Che cosa ne pensa dell’obbligo, in capo alle società, di dotarsi di steward all’interno degli stadi? La tutela dell’ordine pubblico può basarsi su strutture private invece che sulle regolari forze dell’ordine?
“Sul primo aspetto sono assolutamente d’accordo. Gli steward assolvono ad un compito di vigilanza generica per troppo tempo demandato alla polizia, senza pagare un euro. Troppo comodo. Inoltre, i servizi di ordine pubblico, così come tutti gli altri servizi di polizia, risentono di una contrazione degli organici di circa 18.000 unità, solo per la polizia di stato. Una sofferenza che comporta tagli alla presenza delle volanti, delle gazzelle dei carabinieri, alla chiusura di uffici che servono ai cittadini. L’ordine pubblico non può essere privatizzato, ma, fino a pochi anni fa, era il privato che usava le risorse pubbliche, lavandosene le mani e guadagnandoci”.

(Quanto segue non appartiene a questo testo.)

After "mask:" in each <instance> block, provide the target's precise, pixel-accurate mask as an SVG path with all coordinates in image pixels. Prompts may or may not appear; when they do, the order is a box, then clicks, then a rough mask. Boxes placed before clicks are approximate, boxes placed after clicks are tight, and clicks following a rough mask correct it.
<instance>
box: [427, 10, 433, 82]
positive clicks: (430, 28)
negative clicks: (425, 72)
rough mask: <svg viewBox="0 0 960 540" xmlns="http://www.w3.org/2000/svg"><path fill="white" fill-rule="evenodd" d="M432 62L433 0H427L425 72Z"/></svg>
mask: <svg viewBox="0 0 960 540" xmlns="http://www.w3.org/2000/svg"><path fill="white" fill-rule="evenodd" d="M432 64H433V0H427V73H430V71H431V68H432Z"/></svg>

Perché, a suo avviso, nella gazzarra romana dei tifosi del Feyenoord non si è riusciti a provvedere in anticipo e a limitare i danni, considerando la fama non proprio amichevole degli ultras olandesi?

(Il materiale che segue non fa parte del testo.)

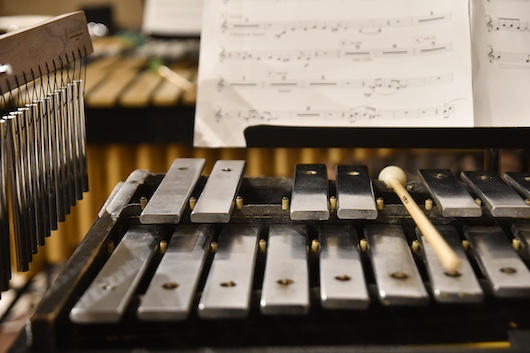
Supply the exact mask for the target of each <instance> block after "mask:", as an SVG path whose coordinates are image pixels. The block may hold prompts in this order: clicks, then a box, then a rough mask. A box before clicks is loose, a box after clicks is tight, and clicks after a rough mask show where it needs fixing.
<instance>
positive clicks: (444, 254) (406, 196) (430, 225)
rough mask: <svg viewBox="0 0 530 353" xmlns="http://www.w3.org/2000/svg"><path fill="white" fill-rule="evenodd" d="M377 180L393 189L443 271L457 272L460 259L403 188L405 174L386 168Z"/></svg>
mask: <svg viewBox="0 0 530 353" xmlns="http://www.w3.org/2000/svg"><path fill="white" fill-rule="evenodd" d="M379 180H381V181H384V182H385V183H386V184H387V185H388V186H389V187H391V188H392V189H394V191H395V192H396V194H397V195H398V196H399V199H400V200H401V202H402V203H403V205H404V206H405V208H406V209H407V211H408V212H409V214H410V215H411V217H412V219H413V220H414V222H416V226H417V227H418V228H419V229H420V231H421V233H422V234H423V236H424V237H425V238H426V239H427V241H428V242H429V244H430V245H431V246H432V248H433V250H434V251H435V253H436V256H437V257H438V259H439V260H440V262H441V263H442V266H443V267H444V268H445V270H446V271H447V272H448V273H455V272H457V271H458V268H459V267H460V259H459V258H458V256H457V255H456V253H455V252H454V251H453V249H451V248H450V247H449V245H447V243H446V242H445V240H444V239H443V238H442V236H441V235H440V233H439V232H438V230H436V228H435V227H434V226H433V225H432V223H431V222H430V221H429V219H428V218H427V216H426V215H425V213H423V212H422V210H421V209H420V207H419V206H418V205H417V204H416V202H415V201H414V199H413V198H412V196H410V194H409V193H408V191H407V190H406V189H405V188H404V187H403V185H405V183H406V182H407V175H406V174H405V172H404V171H403V170H402V169H401V168H399V167H396V166H388V167H386V168H383V169H382V170H381V172H380V173H379Z"/></svg>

“Date le condizioni in cui operiamo quotidianamente, come dimostrano le manifestazioni a Roma ed in ogni altra città italiana, non è successo nulla di strano. Quel giorno, la polizia non poteva agire in mezzo a centinaia di turisti, rischiando conseguenze ancora peggiori. Noi non possediamo le risorse legislative, umane e di equipaggiamento per fronteggiare una situazione come quella accaduta a Roma. Da circa sei anni chiediamo strumenti che permettano di evitare il contatto fisico con i violenti, nulla di più di quanto usano le polizie di tutto il mondo. Dopo sei anni di richieste del Coisp siamo ancora alla fase sperimentale. Una desolazione. Le devastazioni di proprietà pubbliche e private accadono di continuo e nessuno paga. Ci scandalizziamo perché i tifosi olandesi del Feyenoord hanno fatto ciò che i “nostri” manifestanti fanno usando un qualsiasi pretesto per dare sfogo ad ogni possibile violenza? Noi non ci siamo abituati e troppi politici italiani, ipocritamente, si scandalizzano solo quando non si toccano i loro “bacini elettorali”.

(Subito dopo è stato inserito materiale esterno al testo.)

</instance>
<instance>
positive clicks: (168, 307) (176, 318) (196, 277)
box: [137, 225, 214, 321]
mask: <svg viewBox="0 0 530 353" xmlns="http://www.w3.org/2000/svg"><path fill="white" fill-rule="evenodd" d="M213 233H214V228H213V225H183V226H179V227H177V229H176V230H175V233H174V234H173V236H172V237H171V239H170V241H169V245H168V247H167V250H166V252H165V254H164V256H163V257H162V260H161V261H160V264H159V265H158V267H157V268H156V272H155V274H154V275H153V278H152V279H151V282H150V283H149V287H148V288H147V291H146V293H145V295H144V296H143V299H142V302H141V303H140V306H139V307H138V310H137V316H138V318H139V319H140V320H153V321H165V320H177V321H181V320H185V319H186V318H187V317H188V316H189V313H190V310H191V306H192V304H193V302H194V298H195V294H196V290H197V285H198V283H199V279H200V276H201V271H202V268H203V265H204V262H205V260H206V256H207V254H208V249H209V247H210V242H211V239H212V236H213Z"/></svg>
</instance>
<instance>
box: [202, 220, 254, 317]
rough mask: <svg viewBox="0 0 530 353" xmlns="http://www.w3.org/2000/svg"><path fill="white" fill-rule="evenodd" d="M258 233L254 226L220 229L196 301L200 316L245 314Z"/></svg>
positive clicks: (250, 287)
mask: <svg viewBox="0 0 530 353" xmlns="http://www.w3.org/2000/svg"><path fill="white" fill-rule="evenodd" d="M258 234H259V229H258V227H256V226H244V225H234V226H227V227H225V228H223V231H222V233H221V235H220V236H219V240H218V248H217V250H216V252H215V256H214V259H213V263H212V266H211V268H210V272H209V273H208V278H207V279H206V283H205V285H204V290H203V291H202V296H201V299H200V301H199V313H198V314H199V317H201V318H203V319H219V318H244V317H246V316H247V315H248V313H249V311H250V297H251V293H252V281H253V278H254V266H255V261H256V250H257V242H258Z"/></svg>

C’è un modello internazionale da cui prendere esempio?
“Scelga lei. L’esperienza della Gran Bretagna sugli stadi, dove hanno cambiato uno dei tifi più violenti al mondo e oggi hanno stadi pieni e pochi incidenti. Ma se ci fossero presupposti normativi e strutture, non servirebbero esempi esteri. Basterebbe che violenti e delinquenti venissero enucleati, ma questo ragionamento vale sia dentro, sia, soprattutto, fuori dagli stadi. Invece, assistiamo quotidianamente all’opposto”.
Qual è la prima cosa che chiederebbe, per tutelare gli agenti, al Premier Matteo Renzi o al Ministro dell’Interno Alfano?
Qual è il primo provvedimento che il Governo dovrebbe adottare?
“Assunzione di agenti, equipaggiamenti, addestramento. Come vede, pur facendo il sindacalista, non chiedo soldi in più per i miei colleghi. Chiedo solo di poter lavorare meglio per la nostra società. Viviamo in un paradosso molto rischioso per tutti: l’assenza di pene per reati considerati da questo Governo “minori”, a cui sono preceduti indulti, sconti di pena mascherati, lo svuotacarceri dell’anno scorso, stanno incrementando in maniera esponenziale i reati predatori a danno delle fasce più esposte, come gli anziani. Vorremmo tanto che venisse spiegato agli Italiani quale modello di società pensano che ci ritroveremo a vivere tra qualche anno. I cittadini lo chiedono a noi. E noi non abbiamo una risposta”.